呼び出し
授業が終わり、ステファニーはサロンへ向かった。この日の昼休みに兄のエドワードが教室に訪れ、放課後にサロンに来て欲しいと言われた。
普段は馬車溜まりまで一緒に歩くキャサリンに教室で別れを告げ、サロンへと歩く。一体何の話か、ステファニーには全く予想がつかなかった。
サロンの扉の前には兄が立っていた。ステファニーが近づくと「殿下が待っている。」と言われ、ステファニーはますます困惑した。
部屋の中にはフレデリック王子が1人、ソファに座っていた。ステファニーが王子の向かいに座ると、エドワードは扉の横に控えるように立った。
兄が席に座らなかったのを見て、これは大事だとステファニーは思い、体がピリッとするのを感じた。
フレデリック王子がゆっくりと口を開いた。
「来てくれてありがとう。突然だけど、これに見覚えはある?」
王子が、手のひらに乗るていどの小さな箱を、ステファニーに渡した。
ステファニーが箱を受け取り中を見ると、ノエア草の葉が入っていた。
「これは、ノエア草の葉です。甘い香りがしますね。」
ステファニーはフレデリックの質問の意図がわからず、困惑の表情を浮かべた。
「そう、ノエア草の、痺れが出る葉だ。昨日の放課後、これが給湯室の棚にあったそうだ。これが意味するところがわかるかい?」
フレデリック王子がステファニーに聞くが、ステファニーには全くわからず、首を横に振った。この葉が給湯室に置いてあったら、誰かが間違えて飲むかもしれない。そんな事故が起こるかもしれなかった事と自分が呼び出された事との関係がわからない。
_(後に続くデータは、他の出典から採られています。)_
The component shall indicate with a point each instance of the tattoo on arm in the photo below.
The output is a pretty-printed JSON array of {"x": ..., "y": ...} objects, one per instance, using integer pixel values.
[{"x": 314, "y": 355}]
「では、順を追って説明しよう。まず、この葉が私に届いた経緯から言おうか。棚にこの葉があるのを見つけたのはクーパー伯爵令嬢と仲の良い女子生徒で、彼女たちはサロンでお茶をすることになっていた。彼女はいつものように皆んなにお茶を入れようとして、自分たちが使っている棚にこの箱を見つけた。彼女は寮生でマダム・ジュネの手伝いをしたこともあって、これが何かすぐにわかった。そこで誰にも言わずに私に報告した。」
フレデリック王子が一文ごとにステファニーの様子を確認しながら話すので、ステファニーも一文ごとに首を縦に振って了承の意を伝える。ただ、ステファニーは最後の文に引っ掛かりを覚えた。誰にも言わず殿下に報告の状況がわからない。
ステファニーが納得していないことに気がついて、フレデリック王子が説明をする。
「ああ、ステファニーとクーパー伯爵令嬢の関係の事は私も把握していたから、伯爵令嬢に近い生徒に、情報源になってもらったんだよ。どんな些細な事でも伝えて欲しいって。場合によっては秘密裏に動いて欲しいってね。で、ここまでは、いいかい?」
今のところ特に疑問がないので、ステファニーは「大丈夫です。」とはっきりと言った。